But also to understand how your work and you as individuals have influenced and impacted one another, and the companies and the technologies that you’ve built. And finally, I’d love to hear from you to look ahead and to help us all see a bit more clearly what is to come, which you are in the best position to do.
So I’m so pleased to have you all with us today and looking forward to the discussion.
Personal Moments of Awakening
Madhumita Murgia: So I’m going to start going from the zooming out to the very personal.
# Yoshua Bengio’s Two Defining Moments
Yoshua Bengio: Thank you. Yes, with pleasure. I would go to two moments.
One, when I was a grad student and I was looking for something interesting to research on, and I read some of Jeff Hinton’s early papers, and I thought, “Wow, this is so exciting. Maybe there are a few simple principles like the laws of physics that could help us understand human intelligence and help us build intelligent machines.”
And then the second moment I want to talk about is two and a half years ago after ChatGPT came out, and I realized, “Uh-oh, what are we doing? What will happen if we build machines that understand language, have goals, and we don’t control those goals? What happens if they are smarter than us? What happens if people abuse that power?”
So that’s why I decided to completely shift my research agenda and my career to try to do whatever I could about it.
Madhumita Murgia: That’s two kind of very diverting things, very interesting.
# Bill Dally on Building AI Infrastructure
Madhumita Murgia: Tell us about your moment of building the infrastructure that’s fueling what we have.
Bill Dally: I’ll give two moments as well. So the first was, in the late ’90s I was at Stanford trying to figure out how to overcome what was at the time called the memory wall. The fact that accessing data from memory is far more costly in energy and time than doing arithmetic on it.

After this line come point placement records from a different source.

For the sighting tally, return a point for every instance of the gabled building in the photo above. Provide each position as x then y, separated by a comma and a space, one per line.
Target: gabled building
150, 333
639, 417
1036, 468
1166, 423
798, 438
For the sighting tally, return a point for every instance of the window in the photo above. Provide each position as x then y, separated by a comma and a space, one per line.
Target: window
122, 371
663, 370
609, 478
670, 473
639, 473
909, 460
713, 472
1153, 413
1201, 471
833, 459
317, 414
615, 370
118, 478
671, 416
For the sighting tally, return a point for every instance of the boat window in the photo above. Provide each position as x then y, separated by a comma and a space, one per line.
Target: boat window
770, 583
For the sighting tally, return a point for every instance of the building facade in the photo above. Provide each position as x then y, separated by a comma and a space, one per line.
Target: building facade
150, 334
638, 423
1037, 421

And it sort of struck me to organize computations into these kernels connected by streams so you could do a lot of arithmetic without having to do very much memory access. And that basically led the way to what became called stream processing, ultimately GPU computing. And we originally built that thinking we could apply GPUs not just for graphics, but to general scientific computations.
So the second moment was I was having breakfast with my colleague Andrew Ng at Stanford. And at the time he was working at Google finding cats on the internet using sixteen thousand CPUs in this technology called neural networks, which they say had something to do with those. And he basically convinced me this is a great technology.
So I, with Brian Catanzaro, repeated the experiment on forty-eight GPUs at NVIDIA. And when I saw the results of that, I was absolutely convinced that this is what NVIDIA should be doing. We should be building our GPUs to do deep learning because this has huge applications in all sorts of fields beyond finding cats. And that was kind of a moment to really start working very hard on specializing the GPUs for deep learning and to make them more effective.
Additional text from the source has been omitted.